[YouTube] Catch RegexException in subscriber count extractor #1238

afontenot · 2024-11-02T17:43:38Z

When the subscriber count extraction fails to find the Regex pattern, a RegexException is thrown. This is not a fatal error in most cases, for example when downloading the channel page in order to update the user's subscriptions, and so the correct behavior is to return UNKNOWN_SUBSCRIBER_COUNT.

Related issue: TeamNewPipe/NewPipe#11353.

This bug comprises two issues: subscribers cannot be extracted for channels with pronoun tags, and when the RegexException is thrown, channel subscriptions will fail to update because the exception is uncaught. This commit fixes the latter aspect of the issue.

Please see my comment on the issue for suggestions on how the former issue with scraping the pronoun tags might be fixed.

I carefully read the contribution guidelines and agree to them.
I have tested the API against NewPipe.
I agree to create a pull request for NewPipe as soon as possible to make it compatible with the changed API.

Note that the last point above is not applicable to this PR, as the API does not change.

When the subscriber count extraction fails to find the Regex pattern, a RegexException is thrown. This is not a fatal error in most cases, for example when downloading the channel page in order to update the user's subscriptions, and so the correct behavior is to return UNKNOWN_SUBSCRIBER_COUNT. Related issue: TeamNewPipe/NewPipe#11353. This bug comprises two issues: subscribers cannot be extracted for channels with pronoun tags, and when the RegexException is thrown, channel subscriptions will fail to update because the exception is uncaught. This commit fixes the latter aspect of the issue.

afontenot · 2024-11-02T17:49:25Z

My comment where I identify the probable source of the parsing issue is here: TeamNewPipe/NewPipe#11353 (comment)

afontenot · 2024-11-04T21:58:16Z

I had a look at the CI failures and they seem clearly unrelated to my changes. Probably just flaky tests.

afontenot · 2025-02-13T22:56:41Z

Is there anything I can do to move this PR forward? It's a straightforward fix for a crash that continues to exist in the latest versions of NewPipe.

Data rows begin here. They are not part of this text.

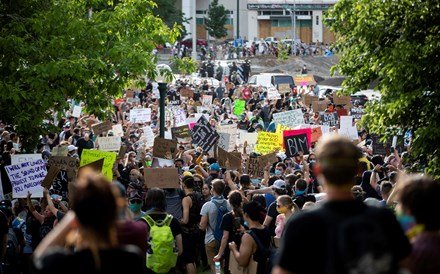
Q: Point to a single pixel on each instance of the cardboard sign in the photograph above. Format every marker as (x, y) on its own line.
(89, 156)
(316, 134)
(319, 106)
(101, 127)
(225, 158)
(69, 164)
(291, 118)
(111, 143)
(27, 177)
(162, 177)
(181, 132)
(239, 107)
(267, 142)
(341, 100)
(284, 88)
(164, 148)
(357, 113)
(50, 176)
(203, 134)
(296, 143)
(140, 115)
(60, 150)
(23, 158)
(186, 92)
(308, 100)
(330, 119)
(253, 168)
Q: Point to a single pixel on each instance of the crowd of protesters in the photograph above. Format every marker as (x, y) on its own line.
(99, 228)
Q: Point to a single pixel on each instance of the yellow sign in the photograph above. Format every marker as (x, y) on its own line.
(90, 156)
(267, 142)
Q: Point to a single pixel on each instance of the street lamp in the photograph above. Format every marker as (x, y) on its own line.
(164, 74)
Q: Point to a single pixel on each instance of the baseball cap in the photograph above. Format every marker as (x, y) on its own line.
(214, 166)
(279, 184)
(71, 148)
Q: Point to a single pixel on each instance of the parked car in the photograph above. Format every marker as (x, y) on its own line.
(199, 42)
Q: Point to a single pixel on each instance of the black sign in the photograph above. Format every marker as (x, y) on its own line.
(330, 119)
(357, 113)
(296, 143)
(180, 132)
(203, 134)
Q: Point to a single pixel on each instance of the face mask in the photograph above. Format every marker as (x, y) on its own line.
(282, 210)
(135, 207)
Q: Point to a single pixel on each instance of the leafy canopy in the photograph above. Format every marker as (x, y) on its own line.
(216, 20)
(86, 50)
(397, 42)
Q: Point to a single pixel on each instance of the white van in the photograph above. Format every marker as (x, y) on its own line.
(271, 80)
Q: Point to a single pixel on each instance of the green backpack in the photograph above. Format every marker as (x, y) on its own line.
(162, 250)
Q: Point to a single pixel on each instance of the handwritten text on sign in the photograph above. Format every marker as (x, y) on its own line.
(26, 177)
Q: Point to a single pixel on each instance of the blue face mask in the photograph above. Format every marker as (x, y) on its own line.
(135, 207)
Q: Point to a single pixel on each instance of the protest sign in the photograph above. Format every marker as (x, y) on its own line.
(296, 143)
(253, 168)
(186, 92)
(239, 106)
(319, 106)
(181, 132)
(101, 127)
(329, 119)
(110, 143)
(308, 100)
(140, 115)
(117, 130)
(27, 177)
(357, 113)
(284, 88)
(22, 158)
(203, 134)
(89, 156)
(69, 164)
(167, 177)
(50, 176)
(76, 112)
(341, 100)
(164, 148)
(60, 150)
(316, 134)
(289, 118)
(228, 160)
(267, 142)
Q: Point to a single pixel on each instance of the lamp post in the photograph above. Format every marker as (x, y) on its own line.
(164, 75)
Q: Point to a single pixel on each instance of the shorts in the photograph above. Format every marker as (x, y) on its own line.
(211, 251)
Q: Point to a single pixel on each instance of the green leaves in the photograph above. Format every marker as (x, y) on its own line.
(398, 43)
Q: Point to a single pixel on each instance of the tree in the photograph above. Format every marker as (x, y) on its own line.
(216, 20)
(88, 51)
(397, 42)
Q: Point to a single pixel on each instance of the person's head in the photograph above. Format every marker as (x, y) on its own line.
(254, 212)
(419, 198)
(155, 199)
(260, 199)
(284, 204)
(218, 187)
(97, 217)
(337, 159)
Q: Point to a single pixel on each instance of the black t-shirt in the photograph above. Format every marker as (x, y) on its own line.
(315, 232)
(126, 259)
(272, 212)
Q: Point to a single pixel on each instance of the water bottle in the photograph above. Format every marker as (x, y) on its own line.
(218, 268)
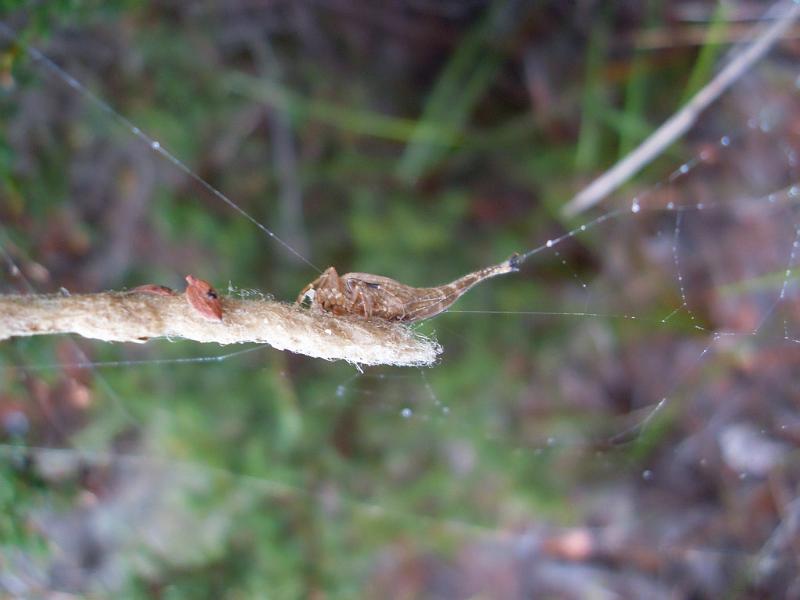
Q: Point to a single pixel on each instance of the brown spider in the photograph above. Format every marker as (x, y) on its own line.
(369, 296)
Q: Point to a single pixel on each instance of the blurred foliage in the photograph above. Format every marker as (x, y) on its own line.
(419, 140)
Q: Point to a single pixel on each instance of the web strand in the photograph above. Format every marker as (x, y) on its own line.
(151, 142)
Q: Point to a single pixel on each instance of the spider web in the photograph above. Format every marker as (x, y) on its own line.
(599, 421)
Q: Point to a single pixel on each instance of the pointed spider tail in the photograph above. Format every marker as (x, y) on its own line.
(510, 265)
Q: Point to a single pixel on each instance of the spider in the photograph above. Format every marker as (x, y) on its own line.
(374, 296)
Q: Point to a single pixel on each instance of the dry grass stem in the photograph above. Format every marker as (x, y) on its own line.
(682, 121)
(137, 317)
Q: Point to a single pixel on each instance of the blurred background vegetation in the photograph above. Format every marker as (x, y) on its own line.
(418, 139)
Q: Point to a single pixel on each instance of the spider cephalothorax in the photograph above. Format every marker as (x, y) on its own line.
(380, 297)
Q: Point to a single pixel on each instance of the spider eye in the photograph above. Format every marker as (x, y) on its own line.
(308, 298)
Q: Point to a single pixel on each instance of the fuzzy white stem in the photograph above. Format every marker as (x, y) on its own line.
(137, 317)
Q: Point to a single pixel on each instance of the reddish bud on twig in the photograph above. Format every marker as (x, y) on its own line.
(203, 298)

Stypox · 2025-02-16T21:25:36Z

Sorry for not looking at this earlier and thank you for the ping. Thank you for looking into this; I am closing this PR for the two reasons below, though you are welcome to open a new PR for the first one :-)

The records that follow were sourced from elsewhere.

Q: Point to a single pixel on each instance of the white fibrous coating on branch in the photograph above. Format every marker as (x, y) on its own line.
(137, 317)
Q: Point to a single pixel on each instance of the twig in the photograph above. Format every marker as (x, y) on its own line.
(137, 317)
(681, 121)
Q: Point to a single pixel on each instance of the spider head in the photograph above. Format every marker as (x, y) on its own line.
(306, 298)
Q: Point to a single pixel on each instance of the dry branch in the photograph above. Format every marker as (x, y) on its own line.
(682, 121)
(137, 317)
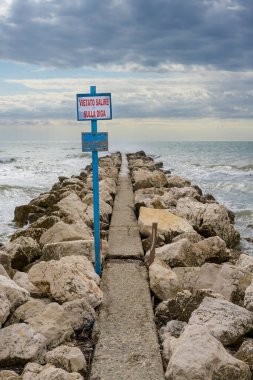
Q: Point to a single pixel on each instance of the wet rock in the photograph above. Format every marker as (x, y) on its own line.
(144, 178)
(208, 219)
(198, 355)
(80, 314)
(19, 344)
(169, 225)
(67, 279)
(34, 371)
(14, 293)
(66, 232)
(69, 358)
(226, 321)
(53, 324)
(5, 261)
(21, 213)
(22, 251)
(163, 281)
(176, 181)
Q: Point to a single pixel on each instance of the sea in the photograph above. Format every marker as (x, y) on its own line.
(223, 169)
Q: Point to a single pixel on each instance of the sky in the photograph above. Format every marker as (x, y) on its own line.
(176, 69)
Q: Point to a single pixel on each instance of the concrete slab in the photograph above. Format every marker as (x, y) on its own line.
(125, 242)
(127, 347)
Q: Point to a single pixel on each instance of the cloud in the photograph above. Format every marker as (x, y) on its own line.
(187, 96)
(134, 34)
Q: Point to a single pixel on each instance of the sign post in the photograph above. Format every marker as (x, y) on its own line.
(95, 107)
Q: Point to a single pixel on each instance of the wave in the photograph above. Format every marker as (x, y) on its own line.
(7, 160)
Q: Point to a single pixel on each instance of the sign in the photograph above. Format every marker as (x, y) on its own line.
(94, 141)
(94, 107)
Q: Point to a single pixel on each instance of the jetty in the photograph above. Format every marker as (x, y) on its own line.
(179, 306)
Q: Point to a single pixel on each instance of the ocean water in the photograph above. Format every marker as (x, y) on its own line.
(224, 169)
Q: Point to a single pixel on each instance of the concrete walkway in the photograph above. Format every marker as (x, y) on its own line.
(127, 347)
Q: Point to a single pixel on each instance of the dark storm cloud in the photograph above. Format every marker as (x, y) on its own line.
(79, 33)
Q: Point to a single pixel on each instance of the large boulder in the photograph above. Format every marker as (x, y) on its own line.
(53, 324)
(34, 371)
(80, 314)
(185, 253)
(70, 359)
(67, 279)
(208, 219)
(163, 281)
(198, 355)
(169, 225)
(226, 321)
(55, 251)
(19, 344)
(145, 178)
(22, 280)
(14, 293)
(226, 279)
(22, 251)
(74, 210)
(65, 232)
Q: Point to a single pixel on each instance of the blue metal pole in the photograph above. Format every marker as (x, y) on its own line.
(96, 196)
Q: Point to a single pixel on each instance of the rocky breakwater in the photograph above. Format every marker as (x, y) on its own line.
(202, 285)
(48, 287)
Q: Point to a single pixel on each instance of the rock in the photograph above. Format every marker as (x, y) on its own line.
(169, 225)
(21, 213)
(66, 232)
(34, 371)
(187, 276)
(69, 358)
(182, 305)
(22, 251)
(74, 210)
(193, 236)
(28, 310)
(45, 222)
(226, 279)
(4, 308)
(21, 278)
(248, 298)
(174, 327)
(176, 181)
(9, 375)
(80, 314)
(5, 261)
(19, 344)
(14, 293)
(208, 219)
(67, 279)
(108, 184)
(198, 355)
(3, 272)
(53, 324)
(34, 233)
(245, 352)
(145, 178)
(163, 281)
(226, 321)
(246, 262)
(55, 251)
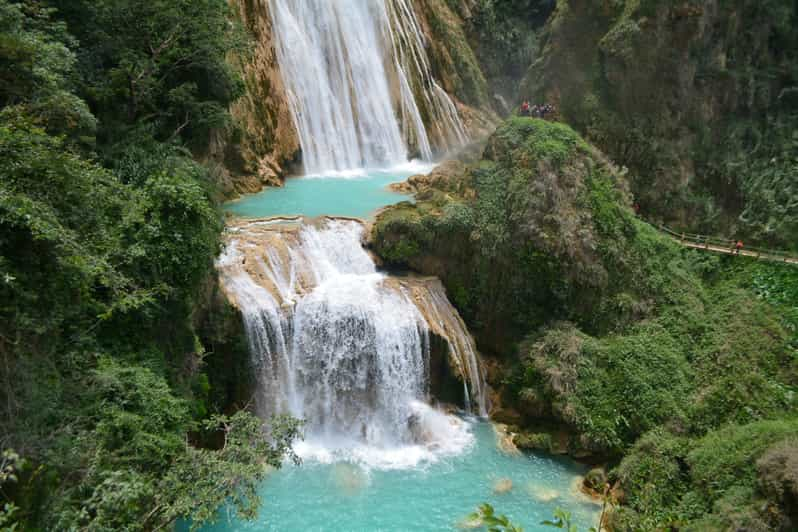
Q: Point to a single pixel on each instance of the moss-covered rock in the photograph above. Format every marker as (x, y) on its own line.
(686, 95)
(612, 341)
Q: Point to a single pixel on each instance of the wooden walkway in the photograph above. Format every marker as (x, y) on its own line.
(719, 245)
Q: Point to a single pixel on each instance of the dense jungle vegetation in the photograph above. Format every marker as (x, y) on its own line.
(676, 368)
(108, 230)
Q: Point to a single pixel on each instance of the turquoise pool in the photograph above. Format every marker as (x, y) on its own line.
(432, 496)
(357, 194)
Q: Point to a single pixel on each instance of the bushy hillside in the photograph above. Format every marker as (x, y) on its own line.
(110, 418)
(612, 341)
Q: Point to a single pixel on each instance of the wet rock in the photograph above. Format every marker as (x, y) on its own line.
(503, 485)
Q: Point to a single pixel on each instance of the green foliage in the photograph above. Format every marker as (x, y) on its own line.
(504, 35)
(487, 518)
(139, 472)
(678, 364)
(713, 147)
(562, 520)
(103, 269)
(163, 63)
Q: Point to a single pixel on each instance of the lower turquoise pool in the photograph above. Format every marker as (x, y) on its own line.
(433, 496)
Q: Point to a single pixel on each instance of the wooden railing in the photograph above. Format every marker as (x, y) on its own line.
(721, 245)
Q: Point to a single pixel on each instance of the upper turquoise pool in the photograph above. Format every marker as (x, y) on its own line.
(356, 194)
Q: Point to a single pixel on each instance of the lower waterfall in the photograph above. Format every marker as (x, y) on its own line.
(343, 346)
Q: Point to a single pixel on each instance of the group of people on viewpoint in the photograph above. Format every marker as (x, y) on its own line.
(537, 111)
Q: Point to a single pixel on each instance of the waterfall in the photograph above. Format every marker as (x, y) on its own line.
(336, 342)
(358, 82)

subscribers cannot be extracted for channels with pronoun tags

This should be fixed by detecting pronoun tags and returning UNKNOWN_SUBSCRIBER_COUNT in that case. Please open a separate PR for this, if it has not already been fixed in the meantime :-)

channel subscriptions will fail to update because the exception is uncaught

The exception is not actually uncaught, but is caught here. The error is added to a list of non-critical errors. NewPipe already handles those errors nicely:

collecting all of the errors from a single channel in a list: see here
then saving in the database the obtained items independently of whether there were errors or not: see here
finally, if there are errors, the subscription is marked as outdated as one of the errors could indicate that not all channel tabs or not all items were extracted: see here

Therefore I think this is already working as intended, but maybe we should change the UI for when a subscription was partially loaded (i.e. non-critical errors) vs when it was not loaded at all (i.e. critical error).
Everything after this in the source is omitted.